The Linear Pottery culture is a major archaeological horizon of the European Neolithic, flourishing ca. 5500–4500 BC. It is abbreviated as LBK (from German: Linearbandkeramik), is also known as the Linear Band Ware, Linear Ware, Linear Ceramics or Incised Ware culture, and falls within the Danubian I culture of V. Gordon Childe.

The densest evidence for the culture is on the middle Danube, the upper and middle Elbe, and the upper and middle Rhine. It represents a major event in the initial spread of agriculture in Europe. The pottery after which it was named consists of simple cups, bowls, vases and jugs, without handles, but in a later phase with lugs or pierced lugs, bases and necks. They were obviously designed as kitchen dishes, or for the immediate or local transport of food and liquids.

Important sites include Nitra in Slovakia; Bylany in the Czech Republic; Langweiler and Zwenkau in Germany; Brunn am Gebirge in Austria; Elsloo, Sittard, Köln-Lindenthal, Aldenhoven, Flomborn and Rixheim on the Rhine; Lautereck and Hienheim on the upper Danube; Rössen and Sonderhausen on the middle Elbe.

Excavations at Oslonki in Poland (dating to 4300 B.C) (Late LBK) revealed a large fortified settlement covering an area of 4,000 sq m.
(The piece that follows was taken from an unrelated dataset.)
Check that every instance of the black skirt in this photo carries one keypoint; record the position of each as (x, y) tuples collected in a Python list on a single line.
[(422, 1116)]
Nearly thirty trapezoidal longhouses and over eighty graves make it one of the richest such settlements in archaeological finds from all of central Europe. The rectangular longhouses were between 7 and 45 meters long and between 5 and 7 meters wide. They were built of massive timber posts chinked with wattle and daub mortar.

Two variants of the early Linear Pottery culture are recognized:

  • The Early or Western Linear Pottery Culture developed on the middle Danube, including western Hungary, and was carried down the Rhine, Elbe, Oder and Vistula.
  • The Eastern Linear Pottery Culture flourished in eastern Hungary.

Middle and late phases are also defined. In the middle phase, the Early Linear Pottery Culture intruded upon the Bug-Dniester culture and began to manufacture Musical note pottery. In the late phase, the Stroked Pottery Culture moved down the Vistula and Elbe.

A number of cultures ultimately replaced the Linear Pottery culture over its range, but there is no one-to-one correspondence between its variants and the replacing cultures. The culture map instead is complex. Some of the successor cultures are the Hinkelstein, Großgartach, Rössen, Lengyel, Cucuteni-Trypillian, and Boian-Maritza.